Beyond this type of lecture capture, check whether the product/service supports screencam-based videos and normal real-world videos from a range of sources, from mobile phones to professional productions.

HOW EFFICIENTLY DOES THE SYSTEM MODERATE AND MANAGE CONTENT?

For corporate YouTube and portals, you'll want a robust, rules-based workflow that dictates which employees can upload, edit, and publish content. You'll also want a system that can detail the life cycle of content, for example allowing users to set retirement dates for their videos.

HOW EXTENSIVE IS THE SOCIAL MEDIA INTEGRATION?

Social media is key to fully leveraging your video content. Users should be able to rate content, add comments, share content via email, embed content on internal enterprise webpages, or even publicize the video via Facebook or Twitter if appropriate.

HOW DOES IT INTEGRATE WITH YOUR EXISTING SECURITY SYSTEMS?

Most products and services can integrate with your existing log-in infrastructure, whether lightweight directory access protocol (LDAP), SharePoint, or security assertion markup language (SAML). This saves the hassle of creating a new database and enables very granular reporting detailing all the videos contributed or watched by each employee. Working off classes or roles defined in your existing log-in infrastructure should also simplify creating and applying role-based permissions for the various functions enabled by the product.

HOW DOES IT INTEGRATE WITH EXISTING PORTALS OR LEARNING MANAGEMENT SYSTEMS?

If you have an existing portal, you'll want to make sure that your candidate products and services can work within these portals, both to present content to your community and to help deliver it efficiently.

HOW EFFICIENTLY DOES THE TECHNOLOGY SCALE?

Some technologies are built upon proprietary platforms, and the only way to scale is to buy additional devices. Others are built upon industry standard components such as Microsoft databases and media servers, which simplifies scaling for additional content or viewers.

HOW DOES THE SYSTEM INTEGRATE WITH EXISTING STORAGE AND DELIVERY SYSTEMS?
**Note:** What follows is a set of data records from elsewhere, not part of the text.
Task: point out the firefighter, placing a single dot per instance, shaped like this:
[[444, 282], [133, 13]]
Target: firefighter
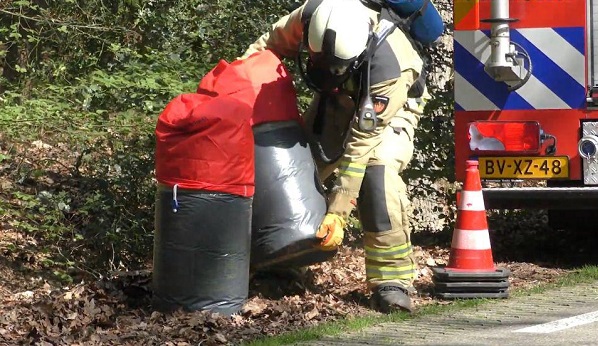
[[335, 34]]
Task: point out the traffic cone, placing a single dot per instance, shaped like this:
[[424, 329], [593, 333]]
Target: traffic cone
[[471, 272], [470, 248]]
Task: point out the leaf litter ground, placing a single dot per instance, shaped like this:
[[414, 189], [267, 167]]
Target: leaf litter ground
[[116, 310]]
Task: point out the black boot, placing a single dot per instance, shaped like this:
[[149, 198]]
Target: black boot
[[390, 298]]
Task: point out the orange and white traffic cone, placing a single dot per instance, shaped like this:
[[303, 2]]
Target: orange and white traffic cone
[[471, 272], [470, 248]]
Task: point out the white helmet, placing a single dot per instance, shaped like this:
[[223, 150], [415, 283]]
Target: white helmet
[[338, 33]]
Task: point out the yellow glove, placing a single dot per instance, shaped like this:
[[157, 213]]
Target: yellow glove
[[331, 232]]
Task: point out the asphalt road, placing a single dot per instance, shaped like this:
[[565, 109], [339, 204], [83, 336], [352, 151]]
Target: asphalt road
[[562, 316]]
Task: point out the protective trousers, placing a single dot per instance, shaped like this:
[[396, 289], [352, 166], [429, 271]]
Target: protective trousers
[[383, 205]]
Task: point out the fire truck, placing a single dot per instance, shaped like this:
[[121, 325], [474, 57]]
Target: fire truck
[[526, 103]]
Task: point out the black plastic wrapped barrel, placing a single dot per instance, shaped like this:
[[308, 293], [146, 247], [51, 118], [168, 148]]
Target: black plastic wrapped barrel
[[205, 173], [289, 203], [201, 251]]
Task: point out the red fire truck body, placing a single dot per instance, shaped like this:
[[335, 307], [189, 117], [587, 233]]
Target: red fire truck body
[[524, 77]]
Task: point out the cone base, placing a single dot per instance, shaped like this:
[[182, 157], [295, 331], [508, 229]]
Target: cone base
[[471, 260], [471, 295], [445, 274], [471, 287]]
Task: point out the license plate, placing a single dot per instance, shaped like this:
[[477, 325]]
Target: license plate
[[524, 167]]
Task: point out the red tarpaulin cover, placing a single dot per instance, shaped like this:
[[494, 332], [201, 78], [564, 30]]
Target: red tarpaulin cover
[[261, 80], [206, 143]]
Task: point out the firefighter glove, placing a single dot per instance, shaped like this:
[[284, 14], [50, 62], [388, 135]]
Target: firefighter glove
[[331, 232]]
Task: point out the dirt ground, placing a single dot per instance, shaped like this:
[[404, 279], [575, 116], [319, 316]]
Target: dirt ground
[[116, 310]]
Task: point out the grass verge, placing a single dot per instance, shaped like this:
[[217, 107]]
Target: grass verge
[[582, 275]]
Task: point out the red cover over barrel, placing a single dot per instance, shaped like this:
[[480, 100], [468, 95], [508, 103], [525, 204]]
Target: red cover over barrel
[[205, 142], [261, 80]]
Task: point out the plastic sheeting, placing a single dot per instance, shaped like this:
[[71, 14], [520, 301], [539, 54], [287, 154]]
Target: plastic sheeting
[[202, 236], [201, 251], [289, 203], [205, 142]]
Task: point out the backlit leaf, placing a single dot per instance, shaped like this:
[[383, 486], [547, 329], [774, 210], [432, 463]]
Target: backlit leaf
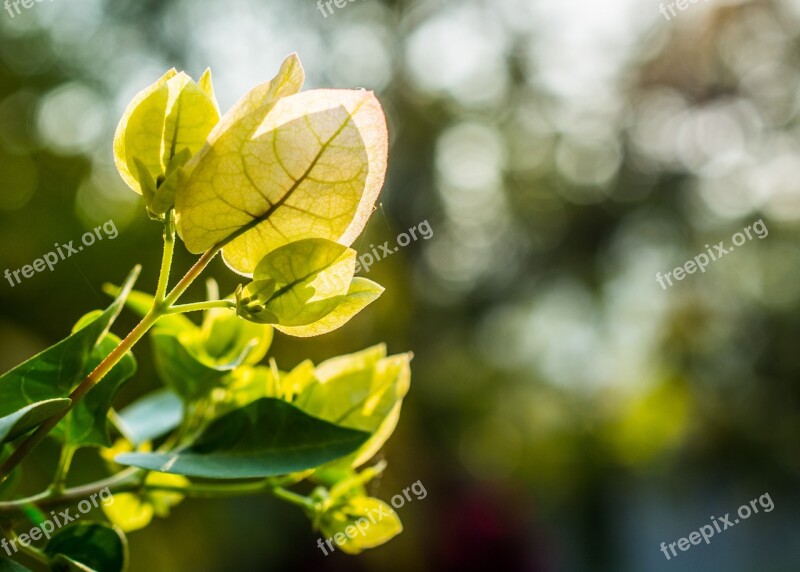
[[308, 165], [266, 438]]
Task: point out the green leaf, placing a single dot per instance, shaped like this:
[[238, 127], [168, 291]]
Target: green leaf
[[63, 563], [19, 422], [247, 384], [95, 545], [152, 416], [184, 373], [362, 391], [362, 293], [284, 166], [194, 360], [266, 438], [87, 424], [53, 373], [161, 129], [225, 338], [7, 565], [361, 523], [134, 511], [308, 279], [8, 486]]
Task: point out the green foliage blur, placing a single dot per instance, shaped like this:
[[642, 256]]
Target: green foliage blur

Organizations with existing internal video distribution technologies should seek a product/service that can work with these technologies to provide the most affordable and efficient delivery system. Some systems essentially replace your existing infrastructure with peer-to-peer and/or multicast technologies, while others can leverage existing infrastructure when it improves overall delivery efficiency. For example, they can do this by automatically pushing videos out to existing cache infrastructures after encoding.
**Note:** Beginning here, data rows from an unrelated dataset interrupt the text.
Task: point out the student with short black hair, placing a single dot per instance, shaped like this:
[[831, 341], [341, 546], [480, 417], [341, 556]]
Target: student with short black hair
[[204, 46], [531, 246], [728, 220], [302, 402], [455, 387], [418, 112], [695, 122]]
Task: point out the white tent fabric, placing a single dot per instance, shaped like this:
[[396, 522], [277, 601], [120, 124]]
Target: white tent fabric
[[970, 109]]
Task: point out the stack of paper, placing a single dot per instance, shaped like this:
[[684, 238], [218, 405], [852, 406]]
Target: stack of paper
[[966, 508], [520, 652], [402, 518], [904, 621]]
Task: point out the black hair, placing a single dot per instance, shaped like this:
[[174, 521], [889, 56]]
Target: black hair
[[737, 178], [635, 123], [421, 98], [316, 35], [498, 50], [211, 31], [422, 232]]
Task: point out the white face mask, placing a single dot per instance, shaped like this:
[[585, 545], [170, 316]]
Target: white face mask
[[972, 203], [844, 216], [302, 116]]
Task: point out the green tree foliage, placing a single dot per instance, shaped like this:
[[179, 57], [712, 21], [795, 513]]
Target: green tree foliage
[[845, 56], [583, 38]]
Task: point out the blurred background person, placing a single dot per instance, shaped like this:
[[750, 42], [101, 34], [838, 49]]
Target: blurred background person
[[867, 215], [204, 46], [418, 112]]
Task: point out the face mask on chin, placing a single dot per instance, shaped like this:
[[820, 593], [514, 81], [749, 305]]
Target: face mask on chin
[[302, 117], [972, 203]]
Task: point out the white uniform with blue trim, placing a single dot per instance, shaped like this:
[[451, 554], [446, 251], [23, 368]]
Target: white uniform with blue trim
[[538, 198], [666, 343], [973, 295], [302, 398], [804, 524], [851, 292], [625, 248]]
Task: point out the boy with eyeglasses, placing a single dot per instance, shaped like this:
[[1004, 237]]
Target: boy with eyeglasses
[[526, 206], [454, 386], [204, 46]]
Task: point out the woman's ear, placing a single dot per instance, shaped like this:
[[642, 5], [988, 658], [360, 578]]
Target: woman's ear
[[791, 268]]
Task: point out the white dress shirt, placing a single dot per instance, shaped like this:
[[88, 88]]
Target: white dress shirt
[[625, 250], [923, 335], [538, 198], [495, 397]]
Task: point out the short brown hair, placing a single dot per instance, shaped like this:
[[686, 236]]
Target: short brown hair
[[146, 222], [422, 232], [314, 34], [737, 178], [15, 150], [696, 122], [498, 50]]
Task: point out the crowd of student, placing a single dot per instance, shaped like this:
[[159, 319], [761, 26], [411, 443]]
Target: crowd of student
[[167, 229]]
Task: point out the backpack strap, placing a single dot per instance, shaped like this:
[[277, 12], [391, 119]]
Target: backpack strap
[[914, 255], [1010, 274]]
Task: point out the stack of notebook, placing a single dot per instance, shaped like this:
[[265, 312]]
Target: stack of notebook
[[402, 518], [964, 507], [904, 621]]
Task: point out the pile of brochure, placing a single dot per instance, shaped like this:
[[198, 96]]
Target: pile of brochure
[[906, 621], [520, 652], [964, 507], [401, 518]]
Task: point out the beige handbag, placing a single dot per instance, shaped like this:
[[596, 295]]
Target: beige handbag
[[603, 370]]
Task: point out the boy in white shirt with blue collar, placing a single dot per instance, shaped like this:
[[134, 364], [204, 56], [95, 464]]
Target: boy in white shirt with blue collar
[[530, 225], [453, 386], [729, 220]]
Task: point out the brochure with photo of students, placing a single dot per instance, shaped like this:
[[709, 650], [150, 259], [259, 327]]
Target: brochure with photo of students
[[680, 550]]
In a distributed playback environment, with multiple remote offices, you'll want to understand how the system will serve your remote viewers and leverage existing infrastructure. The most sophisticated systems can work with existing internal infrastructure and also incorporate the delivery capabilities of external CDNs to simply reach all relevant target viewers.

HOW MUCH BRANDING IS ENABLED, AND HOW EASY IS THE PRODUCT/SERVICE TO BRAND?

Most organizations want a unique look and feel for their portals, and many have multiple divisions who may also want their own look and feel. These organizations should look for a product/service that's simple to customize.

HOW DEEP IS REPORTING AND ANALYTICS?

Most portal products will offer a useful array of canned and customizable reports. If your needs go beyond these basics -- again, perhaps because you work in a regulated environment -- be sure that you can dig down to see which videos your employees watched and for how long.

HOW IS IT PRICED?

Pricing varies dramatically by vendor; some price by portal, some by the number of encoders, some by the number of servers, and some by the number of employees. Identify the pricing schema early and determine how it will be impacted by future growth of employees or viewing.

This article appears in the forthcoming 2013 Streaming Media Industry Sourcebook.